TypeError: Type is not JSON serializable: WrappedFloat
In this case, I have a fairly complex graph of Pydantic objects, but specifically the one causing issue is defined something like this:
class WrappedFloat(float):
  ...

class MyObject(MyBaseModel):
  probability: WrappedFloat = WrappedFloat(1.0)
Obviously that is simplified, but effectively removing the WrappedFloat value fixes the issue ... but this is definitely a code quality compromise to change this just so that Prefect can serialize it. Pydantic itself does not complain about serializing this; base classes of known types are supported (thanks to, I believe, https://github.com/pydantic/pydantic/pull/1291) Are there other workarounds we should pursue? Thanks in advance!
Here's a simple reproduce of the issue (w/o Prefect in the loop):
import orjson
from pydantic import BaseModel


def orjson_dumps(v, *, default):
    # orjson.dumps returns bytes, to match standard json.dumps we need to decode
    return orjson.dumps(v, default=default).decode()


class WrappedFloat(float):
    def get(self):
        return float(self)


class NormalModel(BaseModel):
    probability: WrappedFloat = WrappedFloat(1.0)


class OrjsonModel(BaseModel):

    probability: WrappedFloat = WrappedFloat(1.0)

    class Config:
        orm_mode = True
        allow_population_by_field_name = True
        # There is room for performance improvement, but this isn't as flexible as json.dumps
        json_dumps = orjson_dumps
        json_loads = orjson.loads




if __name__ == "__main__":

    # This passes:
    m = NormalModel()
    print(m.json())

    # This fails:
    m = OrjsonModel()
    print(m.json())
Digging through the source, it looks like I can provide an encoder since kwargs get passed on to the superclass. (Well, if I want to do that I need to redefine the create_flow_run_from_deployment method.)
It sounds like I should probably just file a ticket for this.

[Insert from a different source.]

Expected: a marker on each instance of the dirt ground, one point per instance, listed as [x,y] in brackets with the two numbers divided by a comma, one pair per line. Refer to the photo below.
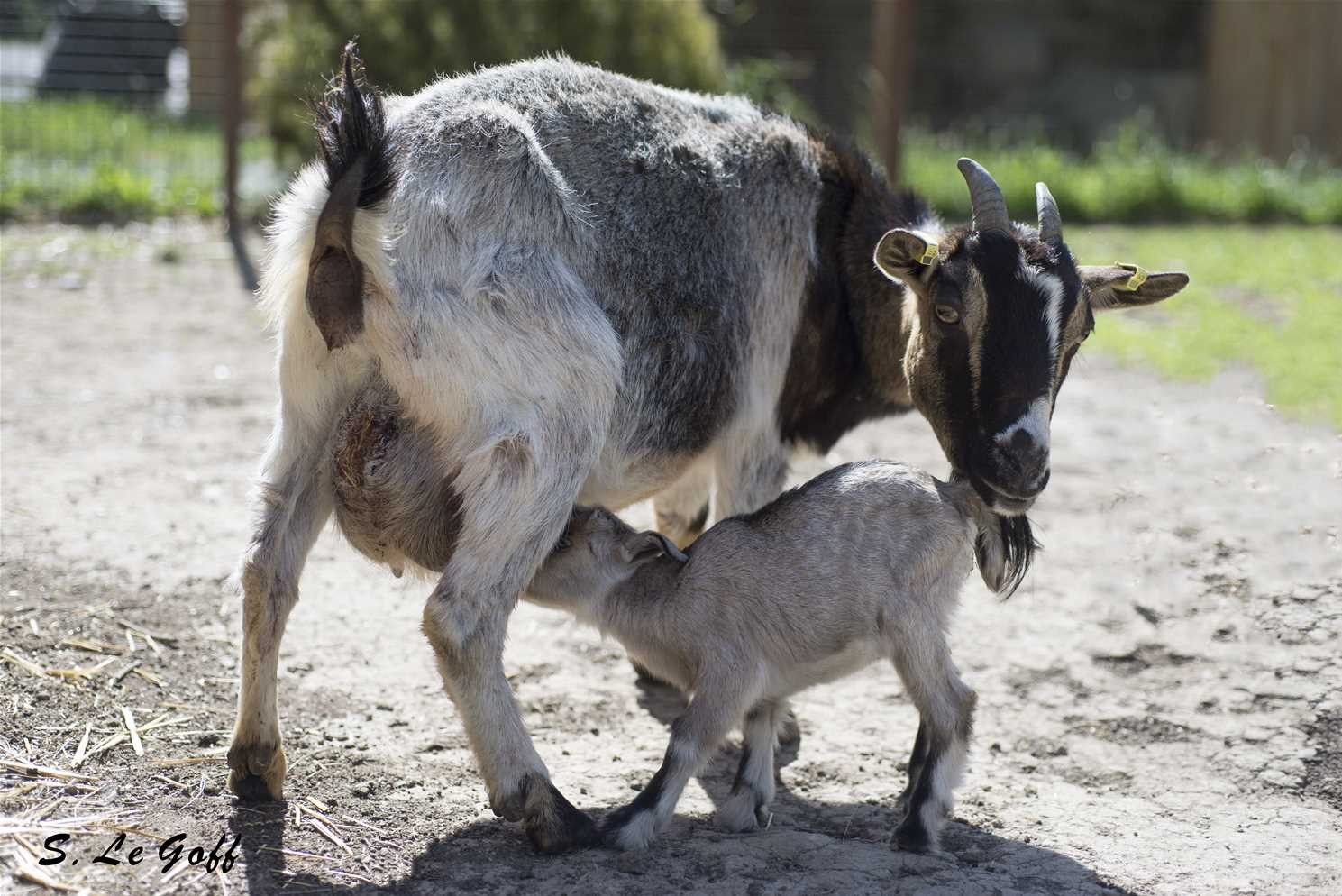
[1160,706]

And maybe the answer is "we can't support pydantic classes that aren't orjson serializable" ....
n

Nate

05/11/2023, 6:13 PM
hey @Hans Lellelid can you show the code where you're interacting with Prefect? it looks like you're creating a flow run from a deployment which I believe should work fine with your pydantic types as paramaters. you should just have to pass a JSON serialized version of the parameter values to the endpoint - unless I'm missing an aspect of your question
h

Hans Lellelid

05/11/2023, 6:14 PM
I think it gets too confusing to show the full code, but • Yes, Pydantic parameters work fine. Just not ones that are not serializable with orjson
I created a ticket here that might do a better job explaining this: https://github.com/PrefectHQ/prefect/issues/9536
n

Nate

05/11/2023, 6:15 PM
ok thanks! 👀
h

Hans Lellelid

05/11/2023, 6:17 PM
As a workaround I am currently just passing this as a JSON string. I redefined my flow to look like:
@flow(
    task_runner=ConcurrentTaskRunner(),  # This is also the default, just here for clarity.
    log_prints=True,
)
async def run_pipeline(
    job_id: uuid.UUID,
    complex_param_json: str,  # <-- workaround for prefect orjson serialization issues
):
    complex_param = ComplexParam.parse_raw(complex_param_json)
(I'll also add this comment to ticket.)
1